Sparse Mixers: Combining MoE and Mixing to build a more efficient BERT

TL;DR

This paper introduces Sparse Mixer, a novel encoder combining MoE and mixing transformations, achieving faster training and inference while maintaining competitive performance on NLP benchmarks.

Contribution

The paper presents Sparse Mixer, a new model that integrates MoE with mixing transformations, improving efficiency and stability over traditional MoE models.

Findings

Sparse Mixer outperforms BERT on GLUE and SuperGLUE by less than 1%.

Sparse Mixer trains 65% faster and runs inference 61% faster than BERT.

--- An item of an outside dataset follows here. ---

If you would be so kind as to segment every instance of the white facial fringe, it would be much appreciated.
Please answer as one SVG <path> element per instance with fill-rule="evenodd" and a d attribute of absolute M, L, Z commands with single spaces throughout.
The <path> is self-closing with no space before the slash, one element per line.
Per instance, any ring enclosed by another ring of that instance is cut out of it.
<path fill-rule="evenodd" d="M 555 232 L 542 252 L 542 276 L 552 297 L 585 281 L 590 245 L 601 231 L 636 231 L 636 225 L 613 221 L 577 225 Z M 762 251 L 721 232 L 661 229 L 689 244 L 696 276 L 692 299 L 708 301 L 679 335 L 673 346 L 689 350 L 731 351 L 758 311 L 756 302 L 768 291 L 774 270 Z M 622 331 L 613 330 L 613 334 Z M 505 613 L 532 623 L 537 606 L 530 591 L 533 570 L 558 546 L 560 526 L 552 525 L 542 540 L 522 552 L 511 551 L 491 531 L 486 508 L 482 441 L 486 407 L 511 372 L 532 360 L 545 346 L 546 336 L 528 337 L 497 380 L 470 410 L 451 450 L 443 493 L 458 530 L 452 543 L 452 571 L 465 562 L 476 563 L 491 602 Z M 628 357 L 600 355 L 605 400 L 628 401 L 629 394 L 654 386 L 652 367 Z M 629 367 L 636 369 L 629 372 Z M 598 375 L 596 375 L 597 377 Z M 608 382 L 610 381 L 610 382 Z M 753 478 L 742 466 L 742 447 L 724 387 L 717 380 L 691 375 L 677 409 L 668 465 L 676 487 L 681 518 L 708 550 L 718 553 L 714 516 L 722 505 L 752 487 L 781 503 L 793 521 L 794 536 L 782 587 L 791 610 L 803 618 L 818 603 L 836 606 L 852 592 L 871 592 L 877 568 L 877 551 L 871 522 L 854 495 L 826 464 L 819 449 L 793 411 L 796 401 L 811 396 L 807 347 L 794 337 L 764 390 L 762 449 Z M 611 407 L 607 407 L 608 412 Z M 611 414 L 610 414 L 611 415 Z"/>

Fast Sparse Mixer trains and runs nearly twice as fast as BERT, with slight performance trade-offs.

Abstract

We combine the capacity of sparsely gated Mixture-of-Experts (MoE) with the speed and stability of linear, mixing transformations to design the Sparse Mixer encoder model. Sparse Mixer slightly outperforms (<1%) BERT on GLUE and SuperGLUE, but more importantly trains 65% faster and runs inference 61% faster. We also present a faster variant, prosaically named Fast Sparse Mixer, that marginally underperforms BERT on SuperGLUE, but trains and runs nearly twice as fast. We justify the design of these two models by carefully ablating through various mixing mechanisms, MoE configurations and hyperparameters. Sparse Mixer overcomes many of the latency and stability concerns of MoE models and offers the prospect of serving sparse student models, without resorting to distilling them to dense variants.